Bateu com o coldre em cima da mesa.
Harry recostou-se na cadeira e fechou os olhos até ouvir a respiração
acelerada de Beate a acalmar.
– A questão é aquilo que é suficientemente moral para ti, Beate. Não sei
porque tens a tua arma contigo, e não tenho qualquer intenção de te impedir
de fazeres aquilo que quiseres.
Levantou-se.
– Deixa o teu pai orgulhoso, Beate.
Ao pousar a mão na maçaneta, ouviu Beate a soluçar. Virou-se.
– Não compreendes! – soluçou ela. – Eu pensei que podia... pensei que
fosse uma espécie de... de uma conta a ajustar.
Harry permaneceu imóvel. Depois aproximou a cadeira dela, sentou-se e
pousou-lhe uma mão na face. As lágrimas de Beate eram quentes e rolaram
sobre a mão áspera de Harry, enquanto ela continuava a falar.
– Juntamo-nos à polícia porque temos a ideia de que tem de existir uma
ordem, um equilíbrio nas coisas, não é verdade? Um juízo, justiça e todas
essas coisas. E depois um dia surge-nos a oportunidade pela qual sempre
esperámos, a de ajustar contas. Apenas para descobrirmos que afinal não era
isso que queríamos. – Fungou. – A minha mãe disse-me uma vez que há
apenas uma coisa pior do que não satisfazer um desejo. E essa é não sentir
qualquer desejo.
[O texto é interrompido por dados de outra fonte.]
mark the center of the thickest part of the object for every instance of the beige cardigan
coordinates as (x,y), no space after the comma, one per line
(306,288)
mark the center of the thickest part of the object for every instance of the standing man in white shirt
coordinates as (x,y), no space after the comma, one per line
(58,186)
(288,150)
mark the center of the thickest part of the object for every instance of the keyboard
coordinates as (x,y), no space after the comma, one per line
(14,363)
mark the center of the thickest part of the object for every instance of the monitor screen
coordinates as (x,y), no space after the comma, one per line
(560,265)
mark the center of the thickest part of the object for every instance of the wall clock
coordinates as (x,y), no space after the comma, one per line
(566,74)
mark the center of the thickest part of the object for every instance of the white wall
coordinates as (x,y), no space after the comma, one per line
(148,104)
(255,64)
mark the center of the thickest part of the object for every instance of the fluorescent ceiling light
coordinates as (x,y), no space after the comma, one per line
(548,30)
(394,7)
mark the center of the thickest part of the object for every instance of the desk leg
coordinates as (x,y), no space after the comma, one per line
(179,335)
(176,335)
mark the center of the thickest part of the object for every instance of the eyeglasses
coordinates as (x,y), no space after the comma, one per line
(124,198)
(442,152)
Ódio... apenas isso nos resta quando perdemos tudo. E
depois até isso nos é tirado.
Empurrou o coldre pela mesa com o braço. Aquele embateu contra a
parede.
A escuridão era total quando Harry parou na avenida Sophies à procura de
um bolso do casaco mais familiar para as suas chaves. Uma das primeiras
coisas que fizera naquela manhã no Quartel-general da Polícia fora ir buscar a
sua roupa à Krimteknisk , para onde tinham sido levadas da casa de Vigdis
Albu. Mas a primeira coisa fora ir ao gabinete de Bjarne Møller. O chefe da
Brigada de Homicídios dissera que naquilo que se referia a Harry parecia
estar tudo bem, mas teriam de esperar para ver se alguém reportava um
arrombamento na Harelabben 16. Durante o dia saber-se-ia se iria haver
alguma investigação pelo facto de Harry ter retido informações relacionadas
com a sua presença no apartamento de Anna Bethsen, na noite do homicídio.